GIN Faculty of the Year Award: Victor Faundez
The GIN Faculty of the Year Award is presented to a faculty member who exhibits outstanding mentorship qualities that set them apart from their peers. Victor Faundez has been an outstanding mentor to many students and an excellent teacher to all who have come through the Neuroscience Program. Since 2011, Victor has been director of the cell biology module in IBS 514. His lectures are exciting, interactive, and always thought-provoking. He has also lectured and directed modules in courses at Emory College, the medical school, as well as the graduate school.
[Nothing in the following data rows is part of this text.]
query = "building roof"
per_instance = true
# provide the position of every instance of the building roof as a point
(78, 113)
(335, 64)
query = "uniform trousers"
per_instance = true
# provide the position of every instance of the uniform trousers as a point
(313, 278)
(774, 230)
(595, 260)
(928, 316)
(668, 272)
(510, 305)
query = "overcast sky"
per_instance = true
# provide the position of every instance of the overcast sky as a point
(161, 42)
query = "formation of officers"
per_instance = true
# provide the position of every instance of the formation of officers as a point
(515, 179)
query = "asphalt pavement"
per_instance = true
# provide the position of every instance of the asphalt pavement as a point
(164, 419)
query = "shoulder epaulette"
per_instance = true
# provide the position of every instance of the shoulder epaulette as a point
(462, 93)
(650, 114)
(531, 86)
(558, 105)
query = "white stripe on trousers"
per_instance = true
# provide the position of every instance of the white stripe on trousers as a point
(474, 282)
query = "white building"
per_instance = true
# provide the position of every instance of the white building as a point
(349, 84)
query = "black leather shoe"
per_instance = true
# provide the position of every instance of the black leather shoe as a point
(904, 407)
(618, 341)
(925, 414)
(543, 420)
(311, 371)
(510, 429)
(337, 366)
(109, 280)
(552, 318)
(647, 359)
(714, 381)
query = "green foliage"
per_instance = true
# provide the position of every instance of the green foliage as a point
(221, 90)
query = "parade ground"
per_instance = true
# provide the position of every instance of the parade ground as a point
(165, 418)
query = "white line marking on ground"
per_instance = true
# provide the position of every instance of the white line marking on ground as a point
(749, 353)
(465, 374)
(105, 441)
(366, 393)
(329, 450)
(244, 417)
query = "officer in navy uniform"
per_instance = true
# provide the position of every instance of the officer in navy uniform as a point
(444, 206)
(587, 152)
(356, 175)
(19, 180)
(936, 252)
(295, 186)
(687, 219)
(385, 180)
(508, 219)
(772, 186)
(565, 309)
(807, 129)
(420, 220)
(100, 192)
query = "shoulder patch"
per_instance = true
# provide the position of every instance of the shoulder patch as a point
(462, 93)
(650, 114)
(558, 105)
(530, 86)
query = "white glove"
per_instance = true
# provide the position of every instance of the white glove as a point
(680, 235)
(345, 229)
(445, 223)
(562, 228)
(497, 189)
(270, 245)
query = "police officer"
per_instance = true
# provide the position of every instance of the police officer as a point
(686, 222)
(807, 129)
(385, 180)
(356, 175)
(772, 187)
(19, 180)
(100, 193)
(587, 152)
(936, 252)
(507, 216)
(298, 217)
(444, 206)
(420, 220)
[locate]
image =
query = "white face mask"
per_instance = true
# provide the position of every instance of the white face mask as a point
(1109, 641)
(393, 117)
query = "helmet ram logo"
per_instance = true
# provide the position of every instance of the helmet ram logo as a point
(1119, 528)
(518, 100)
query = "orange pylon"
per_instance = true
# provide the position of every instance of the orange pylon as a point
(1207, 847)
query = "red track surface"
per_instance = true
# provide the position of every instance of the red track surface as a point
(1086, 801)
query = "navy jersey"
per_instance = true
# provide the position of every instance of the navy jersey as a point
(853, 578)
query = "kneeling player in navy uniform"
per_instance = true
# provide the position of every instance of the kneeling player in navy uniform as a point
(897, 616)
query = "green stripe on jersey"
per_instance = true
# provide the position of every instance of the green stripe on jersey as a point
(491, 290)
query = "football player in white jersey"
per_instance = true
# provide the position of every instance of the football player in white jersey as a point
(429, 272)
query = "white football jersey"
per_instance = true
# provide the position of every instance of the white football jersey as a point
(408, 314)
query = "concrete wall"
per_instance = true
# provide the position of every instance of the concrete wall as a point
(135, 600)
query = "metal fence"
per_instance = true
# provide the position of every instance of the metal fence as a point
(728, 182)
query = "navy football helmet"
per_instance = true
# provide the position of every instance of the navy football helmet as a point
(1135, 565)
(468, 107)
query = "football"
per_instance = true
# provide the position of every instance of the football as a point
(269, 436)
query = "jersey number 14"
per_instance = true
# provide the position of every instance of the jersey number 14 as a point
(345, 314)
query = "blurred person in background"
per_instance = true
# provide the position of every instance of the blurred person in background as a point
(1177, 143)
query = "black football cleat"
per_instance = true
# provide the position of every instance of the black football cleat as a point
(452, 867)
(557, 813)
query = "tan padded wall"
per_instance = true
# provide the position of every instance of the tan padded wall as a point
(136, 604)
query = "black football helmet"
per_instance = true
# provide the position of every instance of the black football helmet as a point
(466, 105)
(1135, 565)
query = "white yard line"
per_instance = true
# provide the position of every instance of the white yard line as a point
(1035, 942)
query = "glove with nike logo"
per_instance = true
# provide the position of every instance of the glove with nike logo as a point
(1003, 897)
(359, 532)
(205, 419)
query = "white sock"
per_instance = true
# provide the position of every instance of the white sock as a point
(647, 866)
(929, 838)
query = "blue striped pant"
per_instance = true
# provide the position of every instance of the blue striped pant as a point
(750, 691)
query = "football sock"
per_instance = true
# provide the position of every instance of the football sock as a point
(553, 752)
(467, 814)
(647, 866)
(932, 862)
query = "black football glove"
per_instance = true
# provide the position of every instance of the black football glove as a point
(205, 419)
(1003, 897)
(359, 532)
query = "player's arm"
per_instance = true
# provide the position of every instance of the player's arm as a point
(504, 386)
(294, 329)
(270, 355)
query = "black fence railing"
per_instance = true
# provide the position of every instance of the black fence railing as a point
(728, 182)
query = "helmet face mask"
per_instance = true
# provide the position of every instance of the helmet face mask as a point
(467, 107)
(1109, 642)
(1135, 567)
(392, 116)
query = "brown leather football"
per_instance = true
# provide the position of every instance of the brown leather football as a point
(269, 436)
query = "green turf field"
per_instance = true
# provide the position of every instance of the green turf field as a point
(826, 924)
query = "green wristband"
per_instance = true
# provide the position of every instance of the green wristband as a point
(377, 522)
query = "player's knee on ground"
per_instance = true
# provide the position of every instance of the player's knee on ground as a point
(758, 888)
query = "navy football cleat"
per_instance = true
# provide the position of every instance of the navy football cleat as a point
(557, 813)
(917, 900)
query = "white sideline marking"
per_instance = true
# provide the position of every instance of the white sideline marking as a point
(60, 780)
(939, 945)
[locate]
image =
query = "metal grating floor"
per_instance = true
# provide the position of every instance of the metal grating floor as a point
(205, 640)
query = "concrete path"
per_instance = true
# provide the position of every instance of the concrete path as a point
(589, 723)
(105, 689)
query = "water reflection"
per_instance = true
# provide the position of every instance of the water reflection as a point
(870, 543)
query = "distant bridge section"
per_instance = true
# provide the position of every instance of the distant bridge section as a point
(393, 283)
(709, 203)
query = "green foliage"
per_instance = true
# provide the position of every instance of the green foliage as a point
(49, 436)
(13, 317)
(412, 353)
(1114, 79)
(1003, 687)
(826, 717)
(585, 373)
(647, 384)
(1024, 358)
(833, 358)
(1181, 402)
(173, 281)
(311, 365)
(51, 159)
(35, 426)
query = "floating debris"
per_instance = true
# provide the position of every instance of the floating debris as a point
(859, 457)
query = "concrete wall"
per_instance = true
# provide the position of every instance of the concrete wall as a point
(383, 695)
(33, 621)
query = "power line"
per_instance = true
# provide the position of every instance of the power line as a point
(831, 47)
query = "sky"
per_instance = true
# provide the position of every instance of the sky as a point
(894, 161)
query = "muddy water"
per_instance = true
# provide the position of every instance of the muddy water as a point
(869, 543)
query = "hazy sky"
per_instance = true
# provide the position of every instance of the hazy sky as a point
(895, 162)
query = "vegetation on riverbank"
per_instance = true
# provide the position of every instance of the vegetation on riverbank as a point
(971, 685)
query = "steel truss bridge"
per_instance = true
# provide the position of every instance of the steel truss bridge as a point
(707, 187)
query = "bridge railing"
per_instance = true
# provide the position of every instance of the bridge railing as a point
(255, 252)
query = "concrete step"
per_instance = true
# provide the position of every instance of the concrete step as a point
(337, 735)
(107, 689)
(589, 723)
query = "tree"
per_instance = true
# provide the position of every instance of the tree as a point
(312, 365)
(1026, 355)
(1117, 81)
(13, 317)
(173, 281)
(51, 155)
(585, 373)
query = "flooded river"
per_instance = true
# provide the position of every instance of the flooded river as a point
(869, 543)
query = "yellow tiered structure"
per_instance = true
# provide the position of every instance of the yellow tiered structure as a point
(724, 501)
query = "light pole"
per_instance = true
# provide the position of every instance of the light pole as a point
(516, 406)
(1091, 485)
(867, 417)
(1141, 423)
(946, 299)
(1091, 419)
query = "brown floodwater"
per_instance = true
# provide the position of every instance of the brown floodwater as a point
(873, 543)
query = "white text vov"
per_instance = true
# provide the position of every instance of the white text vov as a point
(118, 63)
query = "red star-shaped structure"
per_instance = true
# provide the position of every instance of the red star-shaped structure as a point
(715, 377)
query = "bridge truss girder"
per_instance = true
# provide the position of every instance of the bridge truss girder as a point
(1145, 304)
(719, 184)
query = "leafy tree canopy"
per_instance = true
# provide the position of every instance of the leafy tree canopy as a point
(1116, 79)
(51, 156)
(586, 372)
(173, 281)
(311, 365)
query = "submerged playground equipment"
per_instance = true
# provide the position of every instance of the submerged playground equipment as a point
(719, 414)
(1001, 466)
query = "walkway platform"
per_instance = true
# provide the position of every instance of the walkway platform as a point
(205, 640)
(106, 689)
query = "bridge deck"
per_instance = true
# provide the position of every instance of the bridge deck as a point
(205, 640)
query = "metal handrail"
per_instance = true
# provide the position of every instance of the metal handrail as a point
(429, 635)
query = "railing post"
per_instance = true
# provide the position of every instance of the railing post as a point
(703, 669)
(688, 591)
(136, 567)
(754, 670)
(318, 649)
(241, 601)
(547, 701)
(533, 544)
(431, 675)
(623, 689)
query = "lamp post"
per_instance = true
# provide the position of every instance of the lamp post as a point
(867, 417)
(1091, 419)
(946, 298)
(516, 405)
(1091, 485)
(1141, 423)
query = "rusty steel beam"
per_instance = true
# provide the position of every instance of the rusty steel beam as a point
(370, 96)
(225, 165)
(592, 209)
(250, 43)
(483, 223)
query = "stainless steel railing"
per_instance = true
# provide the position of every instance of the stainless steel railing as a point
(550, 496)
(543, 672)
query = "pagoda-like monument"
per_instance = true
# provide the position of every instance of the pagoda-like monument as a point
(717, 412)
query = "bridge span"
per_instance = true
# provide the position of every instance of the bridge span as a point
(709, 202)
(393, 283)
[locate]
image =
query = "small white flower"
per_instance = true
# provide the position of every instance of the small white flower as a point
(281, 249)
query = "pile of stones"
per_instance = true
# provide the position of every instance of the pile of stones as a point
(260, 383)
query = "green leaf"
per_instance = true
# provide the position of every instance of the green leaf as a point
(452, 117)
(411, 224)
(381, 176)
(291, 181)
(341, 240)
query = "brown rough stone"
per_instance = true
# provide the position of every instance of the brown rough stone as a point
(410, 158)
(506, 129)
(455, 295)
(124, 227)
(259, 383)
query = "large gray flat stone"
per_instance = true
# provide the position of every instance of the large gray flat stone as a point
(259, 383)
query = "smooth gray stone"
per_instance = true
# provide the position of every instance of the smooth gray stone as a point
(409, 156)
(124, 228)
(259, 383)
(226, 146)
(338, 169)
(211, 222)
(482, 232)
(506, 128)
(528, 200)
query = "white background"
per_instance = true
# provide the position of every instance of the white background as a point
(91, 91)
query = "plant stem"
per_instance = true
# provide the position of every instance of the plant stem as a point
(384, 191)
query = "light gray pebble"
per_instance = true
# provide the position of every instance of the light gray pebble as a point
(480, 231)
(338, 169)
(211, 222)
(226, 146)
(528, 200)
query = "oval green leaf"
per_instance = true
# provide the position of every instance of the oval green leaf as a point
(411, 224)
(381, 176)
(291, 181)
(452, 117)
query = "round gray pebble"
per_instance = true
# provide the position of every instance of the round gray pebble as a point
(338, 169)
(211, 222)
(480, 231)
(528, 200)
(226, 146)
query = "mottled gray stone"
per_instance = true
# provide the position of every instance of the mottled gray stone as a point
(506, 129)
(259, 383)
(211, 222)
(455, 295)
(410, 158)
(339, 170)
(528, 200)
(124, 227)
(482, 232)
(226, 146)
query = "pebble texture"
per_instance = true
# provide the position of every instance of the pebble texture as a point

Outside of the classroom, he has been the thesis advisor for ten students and has served on 105 dissertation committees. Finally, he was junior director of graduate studies (DGS) for the Neuroscience Program for 6 years. His service as DGS was instrumental in helping students have a smooth and strong start to graduate school. Victor has consistently shown a strong and unwavering investment in the development and success of students. We are so grateful to have him in the Neuroscience Program.
GIN Student Service Award: Kamyra Edokpolor
The GIN Student Service Award is given to a student for outstanding participation in and support of Neuroscience Program activities while not formally holding a GIN Office. Kamyra has consistently supported GIN events through activities such as volunteering to help set up the recruitment party, and being present to assist wherever needed at GIN events. She has even driven the vans for recruitment (which requires van certification)! Additionally, Kamyra has continued to provide thoughtful and constructive feedback to the program whenever asked, which has served to improve our program over all. Kamyra’s presence and efforts make the Neuroscience Program better, and we are grateful to have her in our program!